Japan marks one month since deadly tsunami

Japan is marking a month since a 9.0 magnitude undersea quake sent a powerful tsunami crashing into its coast, devastating entire towns and sparking the worst nuclear emergency in 25 years.

People across the country were expected to pause at 2:46pm, local time, the moment Japan’s biggest ever recorded earthquake struck, setting off a chain of events that has left workers scrambling to tame problems in atomic reactors.

With around 13,000 people known to have died and 15,000 still officially listed as missing, it is the worst tragedy to envelop the country since World War II.

Prime Minister Naoto Kan, promised on Sunday he would “never abandon” survivors, as he tried to focus attention on the future, despite the continuing high-stakes battle at the crippled Fukushima Daiichi nuclear plant.

Kan, on only his second trip to the disaster zone in the month since the March 11 tragedy, said the government would “work as fast as possible” to house the more than 150,000 people still living in emergency shelters.

“The government will give all its strength to work with you. We will never abandon you,” Kan told listeners to a radio station in hard-hit Ishinomaki city after witnessing the devastation wreaked by the 9.0-magnitude quake and the massive tsunami it spawned.

Proposals to lift the long shadow cast by Japan’s disasters emerged elsewhere on Sunday.

Tokyo’s city governor, who was re-elected yesterday, said the city would bid for the 2020 Summer Olympics as part of efforts to boost recovery.

Shintaro Ishihara said Tokyo – which lost out to Rio de Janeiro in the race to host the 2016 Olympics – “can start raising our hand now” for the games.

“If we will work hard with hopes for nine years ahead, it will be a big catalyst for our country’s reconstruction and revival,” he said.

Around 250km north of Tokyo, the world’s worst nuclear crisis since Chernobyl dragged on, with workers who are trying to cool overheating reactors continuing to face the threat of exposure to dangerous levels of radiation.

On Sunday one man was taken to hospital after complaining of feeling sick, the plant’s operator said.

“A subcontractor, a man in his 30s, complained that he was feeling unwell at around 11:10,” said a spokesman for Tokyo Electric Power (TEPCO). “He was conscious but somewhat wobbly.

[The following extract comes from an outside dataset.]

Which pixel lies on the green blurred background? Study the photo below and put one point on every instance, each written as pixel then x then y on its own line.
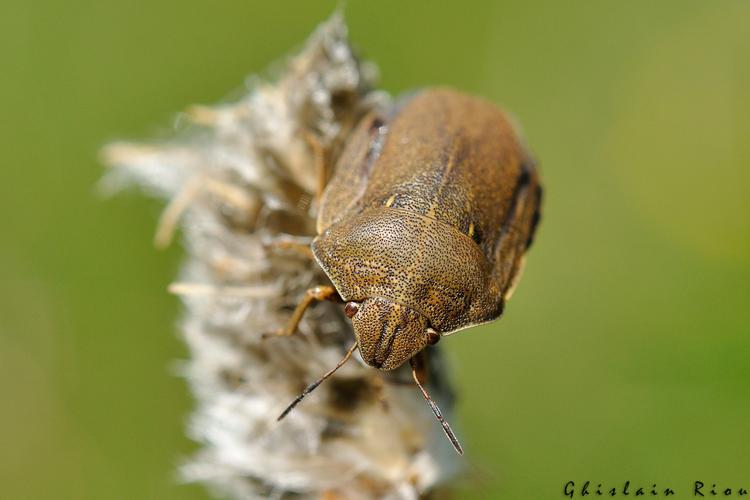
pixel 624 353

He could walk if assisted.

“He was transferred to a hospital. The cause of his sickness is not yet known.”

Engineers who last week sealed a leak spewing highly contaminated water into the sea began installing a “silt curtain” to try to prevent radioactive mud from spreading around the ocean.

But at the same time, TEPCO is deliberately dumping more than 10,000 tonnes of mildly radioactive water into the ocean to free up urgently needed storage space for highly toxic liquid.

A report on Sunday said a high level of caesium had been found in the sand lance, or konago, fish caught in Fukushima prefecture, where the stricken nuclear plant is located.

Officials found radiation measuring 570 becquerels per kilogram in a sample caught on Thursday. The legal limit is 500.

Previously, higher than permitted levels of radioactive iodine had been found in the fish, but caesium has a much longer half-life.

However, a voluntary halt to commercial fishing of the species in the area means the fish would not have made it to market.

Kan’s visit came as 22,000 troops engaged in an intensive land and sea search for bodies along Japan’s northern Pacific coast.

“In onshore areas, we are searching under debris and in flooded areas,” a spokeswoman for the Ground Self Defence Forces said.

“We have (helicopters and planes) flying above the coastal areas, river mouths and large flood zones.”

The prime minister is expected to hold a press conference today in Tokyo.

He will urge Japanese to avoid “excessive self-restraint”, Jiji Press reported, amid repeated calls for seasonal “hanami” – alcohol-fuelled cherry blossom viewing – parties to be toned down.

Kan is worried that “stagnation in consumer spending caused by excessive self-restraint would be detrimental to the Japanese economy and reconstruction efforts in disaster-hit areas,” Jiji reported, citing an unnamed official.